Good one, smart move keeping the helmet on.
A close encounter
Wow... these moose pics are incredible everyone!!
I'll give them credit for not shooting the moose. This was likely an avoidable event had they stopped when they first saw the moose on the trail, and stayed stopped until it moved off the trail. Waiting a few minutes isn't the end of the world, but pushing a moose too far can be for at least one party.
My close encounter of the turd kind: One autumn day a couple of years ago I was just off the trail near Zealand Hut in the Whites doing my business with my trousers around my ankles and my pack on the ground. Just finishing up I heard a twig crack and heavy footfalls coming closer. About twenty feet away a large black shape was slowly moving directly toward me. I slowly pulled my breeches up and pulled my camera out of the belt pocket. Knowing that a Moose can quickly kill man I hoped that the small tree trunks between me and him would offer some protection should he charge. At about ten feet, he slowly tuned aside and passed me at about six feet distance. As he was passing he stopped and took a long leak, then proceeded on. If he had attacked, I would likely have been a dead man. My guess is that he weighed in at about 1200 pounds.
Everyone has a photographic memory. Not everyone has film.
Here's a Shiras moose that Achilles and I encountered right out of the parking lot when hiking Mt. Bierstadt in Aug 2012. He had no interest in us whatsoever.

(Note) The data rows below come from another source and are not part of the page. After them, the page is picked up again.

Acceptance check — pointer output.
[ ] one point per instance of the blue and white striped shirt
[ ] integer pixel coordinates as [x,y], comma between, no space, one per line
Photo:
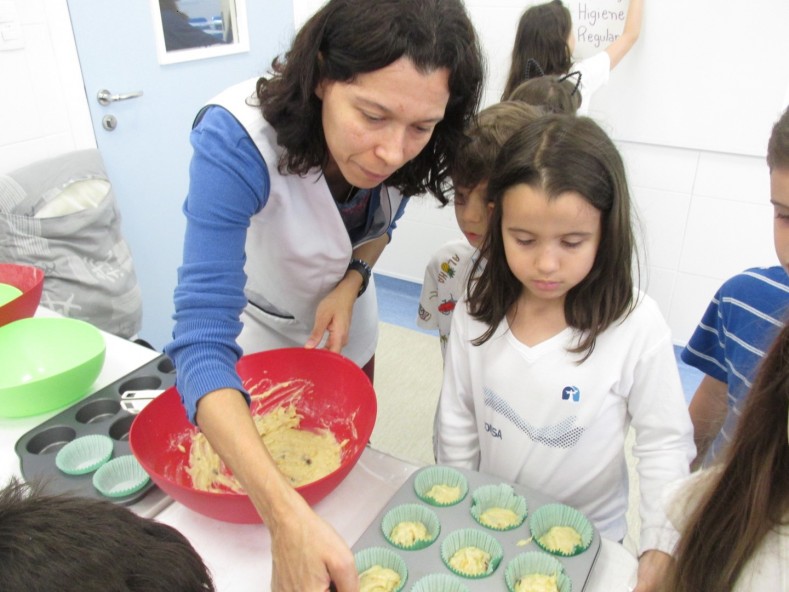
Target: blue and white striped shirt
[734,335]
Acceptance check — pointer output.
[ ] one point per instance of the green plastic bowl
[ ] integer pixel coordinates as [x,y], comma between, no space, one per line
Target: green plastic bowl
[47,363]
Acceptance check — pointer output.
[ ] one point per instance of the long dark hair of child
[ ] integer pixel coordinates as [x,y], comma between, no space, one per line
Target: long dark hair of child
[543,31]
[749,496]
[560,153]
[492,127]
[350,37]
[555,94]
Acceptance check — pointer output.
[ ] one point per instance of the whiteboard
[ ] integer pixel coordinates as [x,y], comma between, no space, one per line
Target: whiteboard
[705,74]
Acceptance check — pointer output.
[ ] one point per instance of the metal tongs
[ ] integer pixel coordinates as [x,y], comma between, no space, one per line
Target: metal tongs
[135,401]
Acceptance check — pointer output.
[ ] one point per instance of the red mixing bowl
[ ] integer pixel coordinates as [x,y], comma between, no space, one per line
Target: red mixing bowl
[30,281]
[341,398]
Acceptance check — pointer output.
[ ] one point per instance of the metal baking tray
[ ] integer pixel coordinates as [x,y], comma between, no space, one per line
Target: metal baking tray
[427,561]
[109,411]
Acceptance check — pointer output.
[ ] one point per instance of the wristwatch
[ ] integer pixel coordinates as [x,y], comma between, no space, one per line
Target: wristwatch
[364,270]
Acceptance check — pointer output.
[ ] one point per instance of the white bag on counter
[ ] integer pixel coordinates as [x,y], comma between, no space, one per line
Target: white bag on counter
[61,215]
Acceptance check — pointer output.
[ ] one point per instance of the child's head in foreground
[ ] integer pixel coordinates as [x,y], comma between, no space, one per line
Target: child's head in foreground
[560,231]
[474,164]
[74,544]
[778,161]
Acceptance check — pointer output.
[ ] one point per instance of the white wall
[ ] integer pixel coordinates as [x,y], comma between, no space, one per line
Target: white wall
[43,109]
[706,215]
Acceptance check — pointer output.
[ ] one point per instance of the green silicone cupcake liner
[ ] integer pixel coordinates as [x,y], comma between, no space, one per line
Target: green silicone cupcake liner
[439,583]
[411,513]
[498,496]
[431,476]
[372,556]
[120,477]
[536,562]
[84,455]
[550,515]
[471,537]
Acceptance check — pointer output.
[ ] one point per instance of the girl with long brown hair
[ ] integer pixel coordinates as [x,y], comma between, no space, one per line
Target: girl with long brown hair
[734,518]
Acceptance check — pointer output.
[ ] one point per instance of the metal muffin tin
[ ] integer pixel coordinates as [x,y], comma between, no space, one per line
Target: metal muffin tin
[109,411]
[428,560]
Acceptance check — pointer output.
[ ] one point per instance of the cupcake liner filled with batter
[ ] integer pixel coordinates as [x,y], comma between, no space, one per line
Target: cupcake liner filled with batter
[471,553]
[498,507]
[561,530]
[411,526]
[381,570]
[536,571]
[441,486]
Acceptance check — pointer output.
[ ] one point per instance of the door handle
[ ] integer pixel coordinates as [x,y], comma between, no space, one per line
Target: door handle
[105,97]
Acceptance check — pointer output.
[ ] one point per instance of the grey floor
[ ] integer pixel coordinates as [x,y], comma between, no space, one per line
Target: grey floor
[398,301]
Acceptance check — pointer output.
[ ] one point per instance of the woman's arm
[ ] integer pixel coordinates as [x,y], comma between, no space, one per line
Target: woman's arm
[632,29]
[335,311]
[307,552]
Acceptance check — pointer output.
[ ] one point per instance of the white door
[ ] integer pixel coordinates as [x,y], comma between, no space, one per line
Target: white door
[147,153]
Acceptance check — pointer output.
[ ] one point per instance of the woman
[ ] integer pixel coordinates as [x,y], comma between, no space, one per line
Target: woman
[290,205]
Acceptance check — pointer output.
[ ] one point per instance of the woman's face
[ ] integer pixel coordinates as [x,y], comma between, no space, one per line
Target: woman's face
[379,121]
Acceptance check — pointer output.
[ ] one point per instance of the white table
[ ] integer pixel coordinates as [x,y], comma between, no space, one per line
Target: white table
[239,556]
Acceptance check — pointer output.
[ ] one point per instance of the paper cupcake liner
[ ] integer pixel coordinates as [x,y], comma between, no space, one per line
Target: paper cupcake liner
[471,537]
[550,515]
[498,496]
[84,455]
[411,513]
[120,477]
[439,583]
[439,475]
[535,562]
[367,558]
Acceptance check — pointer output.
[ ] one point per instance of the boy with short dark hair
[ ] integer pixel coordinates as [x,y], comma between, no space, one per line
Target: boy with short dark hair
[741,322]
[76,544]
[447,272]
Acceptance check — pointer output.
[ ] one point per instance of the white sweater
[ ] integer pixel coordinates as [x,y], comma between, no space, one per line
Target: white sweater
[533,415]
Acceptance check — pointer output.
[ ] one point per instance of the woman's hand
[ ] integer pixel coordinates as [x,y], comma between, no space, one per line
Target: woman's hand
[334,314]
[652,567]
[309,555]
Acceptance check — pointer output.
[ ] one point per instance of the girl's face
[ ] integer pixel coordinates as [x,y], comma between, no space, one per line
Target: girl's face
[550,244]
[376,123]
[472,211]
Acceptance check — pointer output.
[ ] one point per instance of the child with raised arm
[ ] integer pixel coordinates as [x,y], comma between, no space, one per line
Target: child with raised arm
[741,321]
[447,270]
[555,353]
[545,35]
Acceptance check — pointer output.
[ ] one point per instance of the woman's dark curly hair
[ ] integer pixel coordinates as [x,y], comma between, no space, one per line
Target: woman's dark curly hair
[542,36]
[350,37]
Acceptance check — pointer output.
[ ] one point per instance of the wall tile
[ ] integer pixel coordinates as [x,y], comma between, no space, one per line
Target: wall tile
[737,178]
[724,237]
[662,216]
[692,294]
[659,167]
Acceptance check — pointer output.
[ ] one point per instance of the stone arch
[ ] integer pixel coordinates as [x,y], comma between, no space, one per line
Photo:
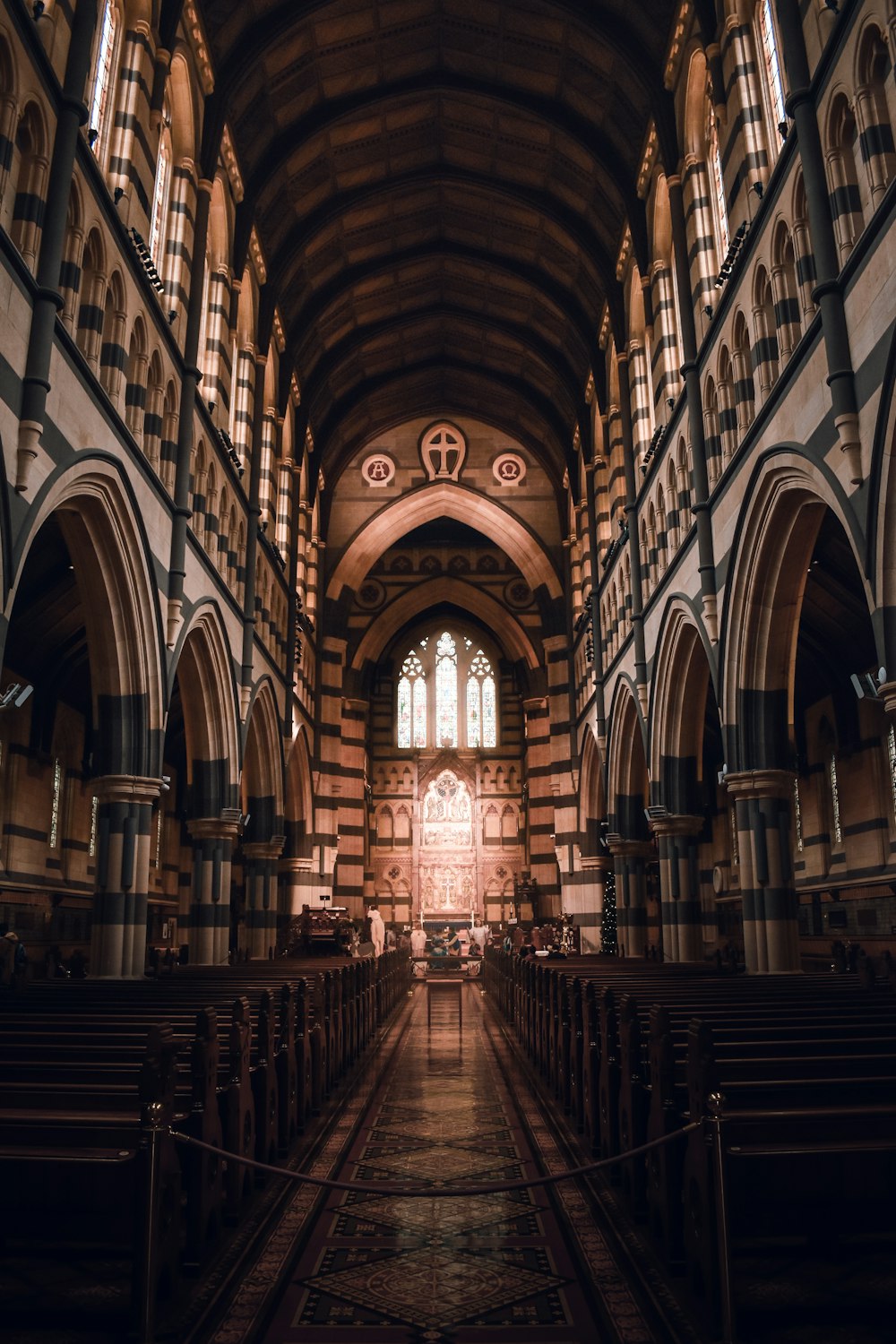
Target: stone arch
[300,801]
[761,620]
[681,680]
[444,500]
[263,768]
[627,765]
[30,166]
[492,616]
[592,796]
[841,147]
[112,558]
[203,668]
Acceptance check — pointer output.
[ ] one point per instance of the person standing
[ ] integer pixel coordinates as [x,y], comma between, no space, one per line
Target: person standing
[378,930]
[418,941]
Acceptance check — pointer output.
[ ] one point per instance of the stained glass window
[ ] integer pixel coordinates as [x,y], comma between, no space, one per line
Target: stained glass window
[102,78]
[56,803]
[834,798]
[772,64]
[718,180]
[481,719]
[473,722]
[446,691]
[411,703]
[419,712]
[489,714]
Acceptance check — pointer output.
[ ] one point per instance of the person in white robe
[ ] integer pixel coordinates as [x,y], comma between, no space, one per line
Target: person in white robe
[378,930]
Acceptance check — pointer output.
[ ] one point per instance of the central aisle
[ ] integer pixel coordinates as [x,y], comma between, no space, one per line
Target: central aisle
[474,1269]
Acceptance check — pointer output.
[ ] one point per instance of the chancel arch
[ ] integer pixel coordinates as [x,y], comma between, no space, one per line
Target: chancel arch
[798,629]
[83,631]
[437,502]
[202,800]
[263,825]
[629,836]
[688,806]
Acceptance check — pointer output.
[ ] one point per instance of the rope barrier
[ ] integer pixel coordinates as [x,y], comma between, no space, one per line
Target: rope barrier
[432,1191]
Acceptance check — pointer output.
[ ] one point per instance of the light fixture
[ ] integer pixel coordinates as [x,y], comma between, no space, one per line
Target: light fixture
[866,685]
[15,695]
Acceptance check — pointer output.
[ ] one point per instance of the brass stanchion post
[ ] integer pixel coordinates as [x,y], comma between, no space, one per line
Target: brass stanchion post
[151,1125]
[716,1107]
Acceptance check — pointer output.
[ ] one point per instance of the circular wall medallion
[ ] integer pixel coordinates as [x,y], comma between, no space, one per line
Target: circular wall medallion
[508,470]
[371,594]
[517,594]
[378,470]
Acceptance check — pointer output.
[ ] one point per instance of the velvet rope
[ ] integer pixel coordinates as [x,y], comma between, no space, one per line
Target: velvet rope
[433,1191]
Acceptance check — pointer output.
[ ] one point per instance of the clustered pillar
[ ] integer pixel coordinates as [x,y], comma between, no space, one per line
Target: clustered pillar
[124,841]
[261,895]
[680,913]
[209,917]
[770,906]
[630,859]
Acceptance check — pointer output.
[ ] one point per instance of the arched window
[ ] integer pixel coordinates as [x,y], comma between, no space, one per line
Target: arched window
[481,726]
[99,99]
[161,188]
[411,703]
[771,67]
[446,691]
[713,163]
[463,709]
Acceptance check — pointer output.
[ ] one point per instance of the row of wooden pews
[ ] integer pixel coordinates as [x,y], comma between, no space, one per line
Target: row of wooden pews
[237,1056]
[791,1077]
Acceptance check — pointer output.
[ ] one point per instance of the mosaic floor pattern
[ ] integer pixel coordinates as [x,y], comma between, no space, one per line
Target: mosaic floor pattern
[466,1271]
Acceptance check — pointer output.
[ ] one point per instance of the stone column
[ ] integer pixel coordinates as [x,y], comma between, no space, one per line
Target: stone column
[124,843]
[301,883]
[680,887]
[261,895]
[586,902]
[209,914]
[762,808]
[630,859]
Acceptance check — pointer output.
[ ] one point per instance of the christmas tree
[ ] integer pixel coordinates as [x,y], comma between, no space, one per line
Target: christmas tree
[608,916]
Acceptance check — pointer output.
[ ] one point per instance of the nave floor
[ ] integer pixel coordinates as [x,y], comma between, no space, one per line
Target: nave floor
[506,1268]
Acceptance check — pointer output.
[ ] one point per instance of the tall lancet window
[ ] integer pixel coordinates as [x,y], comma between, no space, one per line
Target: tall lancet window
[446,691]
[101,88]
[481,718]
[713,158]
[411,703]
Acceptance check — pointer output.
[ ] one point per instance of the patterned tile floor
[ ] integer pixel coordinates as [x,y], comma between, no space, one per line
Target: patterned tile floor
[444,1271]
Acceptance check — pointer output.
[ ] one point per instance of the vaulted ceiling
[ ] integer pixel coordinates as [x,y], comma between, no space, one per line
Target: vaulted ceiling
[441,190]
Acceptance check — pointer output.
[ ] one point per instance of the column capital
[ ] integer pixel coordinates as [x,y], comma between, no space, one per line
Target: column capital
[622,849]
[265,849]
[887,693]
[226,827]
[761,784]
[126,788]
[535,704]
[677,824]
[595,863]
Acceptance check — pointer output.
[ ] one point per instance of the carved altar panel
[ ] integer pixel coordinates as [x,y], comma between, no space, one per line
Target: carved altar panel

IMG-20120829-00047 crop.jpg
IMG-20120829-00052 crop.jpg
I tell folks that at my home in Gorham NH, that moose are "annoying household pests". Years ago when I built my septic system I couldn't get final approval until there was ground cover on it. I would just get the grass growing and would stop by and there would be moose tracks through the middle of it. Eventually the grass took hold and they stopped using the route. I used to have moose shortcut across one corner of my house lot and rarely saw them but when I walk around the development I occasionally see moose prints in the shoulder of the road and see muddy tracks at the end of my road where there are a couple of wet spots that get run off from a major highway that goes by.
In late winter the moose are seriously stressed and in northern maine the snow pack still may be deep, the moose do get accustomed to walking on any beaten down path and a snowmobile trail is a great highway, I have encountered moose that are really not in the mood to step off a trail and chasing them with a sled is not the way to get them to move. I have in the past while winter snowshoeing have had moose follow my snowshoe tracks soon after I passed by as when descending, I see the tracks on top of what I had laid out a few hours before.
I will take them over Deer anytime, they dont eat the landscaping.